Vehicles to carry knowledge

It does not matter what you wish to learn –the right means to get such knowledge are essential. Let’s begin with a general understanding, a list of 3 possible vehicles to spread knowledge:

  1. Books – I use this word for any written sources of knowledge such as articles, transcribed lectures, academic papers, blogs and so on
  2. Teachers – this category includes the passage of knowledge from mentors, couches, professors, and experienced individuals to less experienced people
  3. Online teachings – this category is a relatively new one, however, it spreads almost at the speed of light. It is similar to teachers, although it has some essential differences, such as a lack of student-teacher interaction and generalized explanations instead of personalized advice.

So, can we consider online teachings as a suitable vehicle to gain basic yoga knowledge?
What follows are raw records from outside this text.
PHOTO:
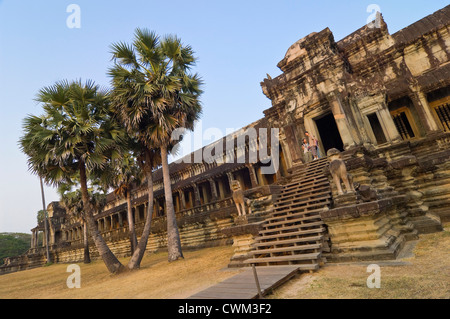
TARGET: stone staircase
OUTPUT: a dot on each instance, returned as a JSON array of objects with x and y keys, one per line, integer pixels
[{"x": 294, "y": 233}]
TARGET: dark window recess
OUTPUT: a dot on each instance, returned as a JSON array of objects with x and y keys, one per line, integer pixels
[
  {"x": 403, "y": 126},
  {"x": 376, "y": 128},
  {"x": 443, "y": 113}
]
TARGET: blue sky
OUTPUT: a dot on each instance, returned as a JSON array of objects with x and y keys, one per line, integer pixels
[{"x": 236, "y": 42}]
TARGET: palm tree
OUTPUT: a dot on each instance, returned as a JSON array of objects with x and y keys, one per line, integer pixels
[
  {"x": 125, "y": 174},
  {"x": 73, "y": 204},
  {"x": 154, "y": 94},
  {"x": 74, "y": 136}
]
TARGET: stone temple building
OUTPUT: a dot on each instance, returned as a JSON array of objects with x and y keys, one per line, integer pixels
[{"x": 382, "y": 100}]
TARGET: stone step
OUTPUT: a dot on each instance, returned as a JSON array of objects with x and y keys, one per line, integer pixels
[
  {"x": 299, "y": 193},
  {"x": 303, "y": 182},
  {"x": 288, "y": 258},
  {"x": 300, "y": 189},
  {"x": 318, "y": 230},
  {"x": 311, "y": 207},
  {"x": 286, "y": 249},
  {"x": 310, "y": 200},
  {"x": 277, "y": 243},
  {"x": 300, "y": 217},
  {"x": 296, "y": 226}
]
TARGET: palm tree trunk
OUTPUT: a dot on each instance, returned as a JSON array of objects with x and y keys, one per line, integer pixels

3 strengths of learning yoga online

  1. You can find detailed information about the performance of particular postures (asanas) including many available demonstrations
  2. There are online lectures and discussions about the meaning of yoga and mindfulness –In particular, “Dharma talks” are exceptionally interesting
  3. You can bookmark website links that explain postures or meanings; this gives you the opportunity to learn better through repetition

3 weaknesses of learning yoga online

  1. No chance to receive posture corrections during practice – a vitally important feature of “life” class because at the beginning of practice we are all less sensitive to correcting ourselves
  2. Comments on postures are general, but do not specifically support your individual performance
  3. In general, trying to watch a video and simultaneously perform a posture divides your attention and negatively impacts concentration and focus.

These 3 weaknesses can also be applied to books, which are also not an optimal vehicle to gain basic yoga knowledge; although some books contain much more detailed information on the performance of yoga postures (asanas), breath techniques (pranayamas) and meditation than short YouTube videos.
I believe the best way to learn yoga is to apply for a beginners’ course and get knowledge from experienced, qualified teachers. Here you will get some personal attention and may begin your own way of practicing yoga right from the start (it will change anyway, but it will change in your own unique way).
Last but not least, there is still something beautiful and almost magical about practicing with a group at the yoga studio. The group motivates and inspires us. I still remember my first yoga class and the teacher who led it. The teacher was a very modest and tiny young Russian woman named Elena Seregina. Don’t miss this magical personal moment by staying behind the computer screen!

Three key points

I would love you to remember 3 things from this blog:

  1. If you are new to yoga – take the beginners’ course at a yoga studio. Look for the course that consists of several classes with a sequential program to learn the basics
  2. If you have questions about a particular posture – ask the teacher and do not hesitate to watch online demonstrations. Both ways are helpful!
  3. Listen to dharma talks – It may inspire your daily thinking and create a precious bridge between the yoga mat and life.